I'm not a natural mother. Perhaps the
phenomenon of a “natural mother” does not exist but culturally
the idea thrives and makes mothers all around the world feel guilty.
I thought I would love motherhood. Not
every second, of course. No one loves everything all the time. But I
had the general idea that while the road would be rocky at times,
most of the parenting process would be straightforward and rewarding.
I thought I would just “know what to do” when my child threw
tantrum or peed on the floor. I thought that after birth, when I
brought my beautiful child into the world, things would just fall
into place and the cogs would turn as they do in well-oiled
machinery. In short, I didn't plan.
Instead what I found of motherhood (so far, in my
three years) is a lot of work and very little reward.
My cogs are broken, if I am supposed to have them.The edges are all worn off and they don't fit together anymore. What God has given me is a puzzle without all the pieces. I don't know what
I am doing half the time and I exist in a perpetual state of
desperate prayer and half-guesses. I feel always behind and
shortchanged. I look about for rest, and find none. I look about for
my compensation for the hours of work—and find, usually, a hungry
husband awaiting his supper at the table. The rewards of motherhood
seem scant, at least the kind of rewards I can hold in my hand and
tangibly see.
I am tired. I work from dawn to dusk.
There are always tasks unfinished. There are always small moments
missed where I should have pointed my child to Jesus but didn't.

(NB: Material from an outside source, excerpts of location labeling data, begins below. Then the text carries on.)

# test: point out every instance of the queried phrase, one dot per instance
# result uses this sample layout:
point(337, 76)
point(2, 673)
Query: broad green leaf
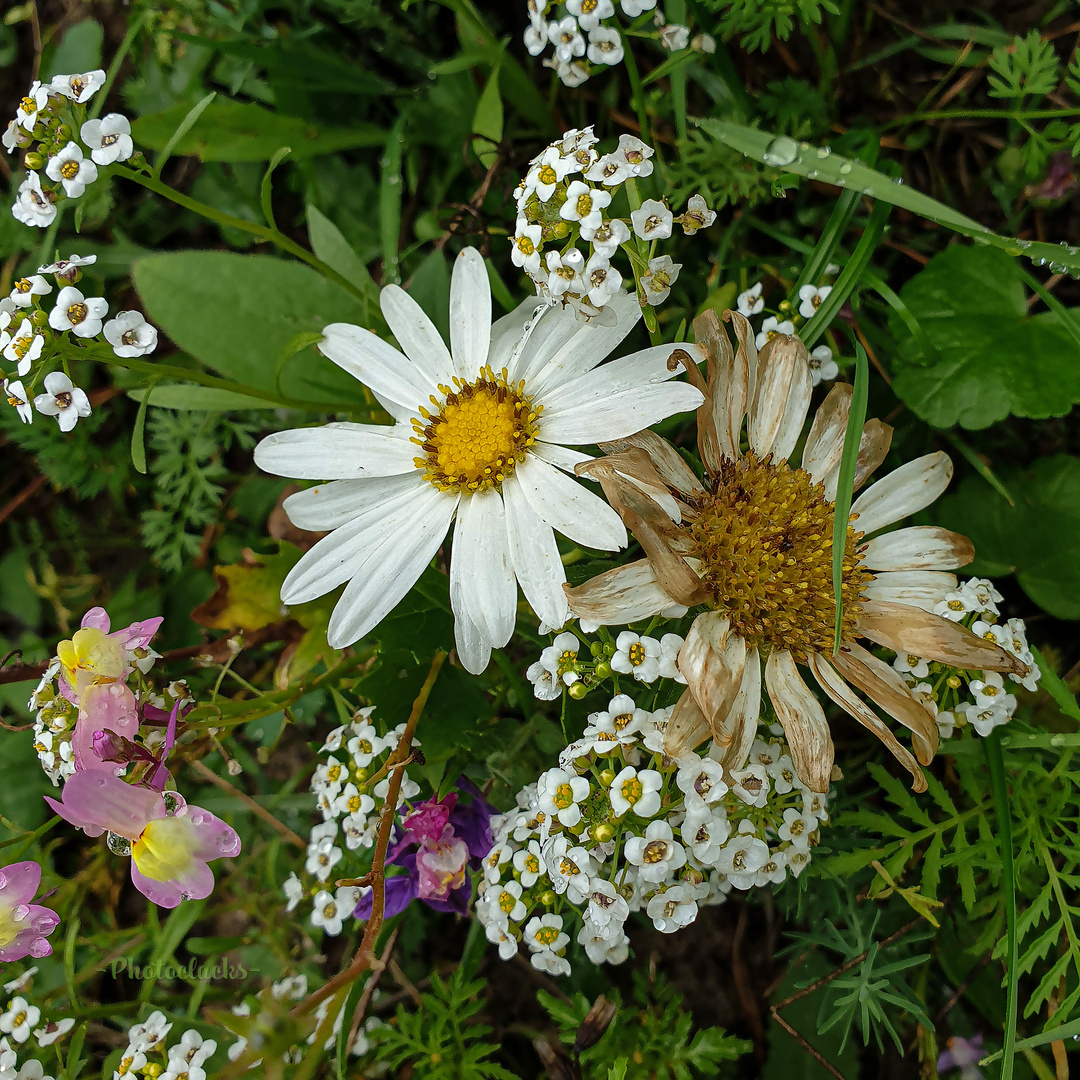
point(233, 131)
point(237, 313)
point(1038, 539)
point(990, 360)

There are the failures I count over in my head as I am nursing the
baby to sleep, if I have any thoughts left to spare in my exhaustion.
There is the guilt. I didn't do well enough. I lost my temper. I
cried. We watched too much TV. I didn't take him to the park. I
didn't reach out to my friends.
Motherhood to me seems like a lot of lonely moments and missed
opportunities measured against my guilty shortcomings. Who in their
right mind would chose this life? It's hard. And as I said above, motherhood does not come
naturally to me: it's a lot of hard work. It's not fulfilling, it's
not rewarding: at least not in worldly rewards like money.
That is because the rewards of
motherhood are not of this world. God didn't write “raise up
your children and you will feel fulfilled and be richly blessed”.
Because motherhood does not fulfill me on any sort of human, worldly
level.
The rewards of motherhood are all
spiritual. I am learning about God while raising my children. God is
pruning my branches as I traverse toddler-hood. The heavenly father
is teaching me patience, gentleness, kindness and humility. And I must submit to his will and to his teaching: not fight him for what I think I should have or how I think motherhood should look.
While on Earth motherhood is a
lot of grief as you watch your child go through trials of all kinds
and generally fail at making good God-honoring decisions. Our
children, like their parents before them, live in a fallen world.
They are subject to the whims of their own sin nature.
Thus we mothers sit here in perpetual
prayer for the safekeeping of our offspring, daily beseeching God to
keep them safe. Safe from themselves. Safe from vices, cancers, drunk
drivers, abusive relationships...the list goes on and on and nothing
is more broken than a mother's heart when we see our children hurt,
be it physically or emotionally. Yet we must bear it.
While motherhood is mostly a world of
heartache here at our temporary home on Earth: the abounding spiritual
gifts of motherhood overflow! So do not despair, dear lonely mother. The joy of the Lord is everlasting,
even in the midst of sorrow of hardship.